ゴルフコース予約で後悔しない選び方と下調べの実践ポイント

ゴルフコース予約で後悔しない選び方と下調べの実践ポイント

よくある「また同じ後悔」の正体

「評価4.3のコースを選んだのに、なぜかモヤモヤして帰ってきた」。この感覚、心当たりがある人は多いはずだ。

予約サイトの写真は整っていた。口コミの数も多かった。なのにラウンドが終わると「アップダウンがきつくてバテた」「グリーンが速すぎてアプローチが全部オーバーした」「更衣室が狭く、着替えに30分かかった」という感想が残る。
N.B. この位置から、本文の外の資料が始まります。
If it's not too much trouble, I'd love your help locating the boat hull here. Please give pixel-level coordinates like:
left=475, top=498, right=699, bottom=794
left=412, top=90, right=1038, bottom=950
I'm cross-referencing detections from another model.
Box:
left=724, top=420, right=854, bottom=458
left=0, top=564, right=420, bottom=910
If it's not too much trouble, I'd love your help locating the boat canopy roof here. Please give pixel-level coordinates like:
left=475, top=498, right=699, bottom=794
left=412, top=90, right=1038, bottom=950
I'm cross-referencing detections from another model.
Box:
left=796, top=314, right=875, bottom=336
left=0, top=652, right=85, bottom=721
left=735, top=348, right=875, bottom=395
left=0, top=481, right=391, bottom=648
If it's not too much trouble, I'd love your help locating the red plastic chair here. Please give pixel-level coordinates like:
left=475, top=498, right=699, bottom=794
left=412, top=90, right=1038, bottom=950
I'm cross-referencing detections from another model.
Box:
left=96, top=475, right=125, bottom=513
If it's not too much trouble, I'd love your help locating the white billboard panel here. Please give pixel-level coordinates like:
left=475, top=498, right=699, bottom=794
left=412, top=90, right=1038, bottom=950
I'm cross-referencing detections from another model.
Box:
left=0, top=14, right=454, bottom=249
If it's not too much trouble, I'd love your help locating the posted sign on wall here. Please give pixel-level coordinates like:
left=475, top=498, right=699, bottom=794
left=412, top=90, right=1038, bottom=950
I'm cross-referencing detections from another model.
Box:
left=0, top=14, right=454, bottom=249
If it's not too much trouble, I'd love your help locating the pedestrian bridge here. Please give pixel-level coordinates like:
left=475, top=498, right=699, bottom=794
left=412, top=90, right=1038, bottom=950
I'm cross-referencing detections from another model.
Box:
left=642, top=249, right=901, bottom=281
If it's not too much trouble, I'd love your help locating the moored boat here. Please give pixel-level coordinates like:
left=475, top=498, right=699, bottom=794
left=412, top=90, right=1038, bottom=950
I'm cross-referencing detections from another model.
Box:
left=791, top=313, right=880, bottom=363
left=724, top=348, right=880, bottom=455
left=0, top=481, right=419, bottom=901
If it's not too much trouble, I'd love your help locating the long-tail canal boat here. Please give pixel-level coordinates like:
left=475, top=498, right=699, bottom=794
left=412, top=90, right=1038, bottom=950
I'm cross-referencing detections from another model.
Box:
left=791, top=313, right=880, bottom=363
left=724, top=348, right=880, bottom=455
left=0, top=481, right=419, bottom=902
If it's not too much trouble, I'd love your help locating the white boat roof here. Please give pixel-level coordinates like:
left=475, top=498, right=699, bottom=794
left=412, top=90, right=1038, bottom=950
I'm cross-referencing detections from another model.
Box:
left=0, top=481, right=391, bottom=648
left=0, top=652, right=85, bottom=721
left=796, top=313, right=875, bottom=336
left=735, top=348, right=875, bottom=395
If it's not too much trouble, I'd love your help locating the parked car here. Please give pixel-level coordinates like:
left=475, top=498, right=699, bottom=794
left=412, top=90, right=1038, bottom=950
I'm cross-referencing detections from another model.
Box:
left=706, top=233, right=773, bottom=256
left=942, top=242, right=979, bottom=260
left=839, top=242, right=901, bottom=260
いずれも予約ページには書かれていない情報だ。

じゃらんゴルフや楽天GORAの評価点は「満足度の平均値」であって、自分が気にする項目のスコアではない。接客と食事が抜群なら4.5がつく。コースが初中級者には難しすぎても、接客が良ければ点は高い。評価点は判断の入り口。それだけで決めると後悔を繰り返す。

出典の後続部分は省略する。